I’m not saying anything shocking or particularly revolutionary here. In fact, a lot of good ideas — such as not bowing to extremism — are very much cliched. It’s what makes bad ideas so appealing to insecure people in society, because they seem novel and daring and special by comparison. This is why protest votes for third-party doofuses in crucial election years can be so appealing. Doing your civic duty is boring by comparison.

A longtime friend of mine, a transgender woman who sadly passed away some years ago, once told me that when she came out to her family decades ago, her mom said, “I’ve always known you were different, but why would you choose any of this shit?” By “this shit,” she meant living as a woman. It was the only correct choice after years of dysmorphia and knowing something was terribly off, but in that moment her mother fretted about sexual harassment and domestic violence as much as she fretted about the people who simply would not accept her child.

“And she fretted for a damn good reason,” my friend darkly surmised.

Lady Ragnell and Gawain in "Loathly Lady"
Lady Ragnell and Gawain in “Loathly Lady”

That story was shared with me after I had left my own abusive marriage and was finding my feet again in a strange and sometimes hostile world. Neither my friend nor I had regrets about our big decisions, but they came with consequences nonetheless. Freedom usually does.

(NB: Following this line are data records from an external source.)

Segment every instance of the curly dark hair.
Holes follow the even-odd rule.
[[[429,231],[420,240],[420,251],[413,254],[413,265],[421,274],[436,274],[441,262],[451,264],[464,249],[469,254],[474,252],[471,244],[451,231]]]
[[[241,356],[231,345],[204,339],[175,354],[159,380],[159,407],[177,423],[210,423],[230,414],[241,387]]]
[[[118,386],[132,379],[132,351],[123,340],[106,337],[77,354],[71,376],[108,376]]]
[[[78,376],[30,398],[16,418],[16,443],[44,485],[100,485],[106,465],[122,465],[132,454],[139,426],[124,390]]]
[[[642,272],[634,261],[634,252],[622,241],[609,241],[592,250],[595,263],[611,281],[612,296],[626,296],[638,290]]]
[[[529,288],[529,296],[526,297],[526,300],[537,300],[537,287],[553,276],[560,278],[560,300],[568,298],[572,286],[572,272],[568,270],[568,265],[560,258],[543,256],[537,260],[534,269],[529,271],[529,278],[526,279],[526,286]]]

And yet freedom is the only acceptable state of being. In the story of Lady Ragnell (sometimes transcribed as Ragnelle), King Arthur must solve the most puzzling riddle known to men — what do women desire above all? A hideous woman named Ragnell promises to give Arthur the correct answer, but only if she can marry his handsome nephew, Gawain. Arthur doesn’t want this fate for his nephew, but Gawain finds out about the predicament and swears he will marry the ugly crone to help Arthur.

Ragnell says that women desire sovereignty. It proves to be the correct answer. Gawain and Ragnell have a lavish wedding, and Gawain treats her with respect at the celebration, in spite of her hideous looks. When they go to bed on their wedding night, Ragnell asks for a kiss and when Gawain approaches her, she transforms into a beauty.

Ragnell then gives her new husband a choice. She can be beautiful at night, and ugly in the daytime, or vice versa. Remember, public appearances are important for a knight.

Gawain weighs all of that, but doesn’t think it’s right for him to choose. He leaves the choice up to Ragnell.

Immediately, the enchantment is lifted. Ragnell can be beautiful all the time. Because women do desire sovereignty, and only by having the freedom to choose can they be the best wives. Sovereignty saves both Arthur and Ragnell herself.

Now, other people can debate whether this tale is “feminist” or not. I personally couldn’t give a shit. What I do know is that true love can only be offered in freedom, and that Gawain had more sense than a lot of people I know.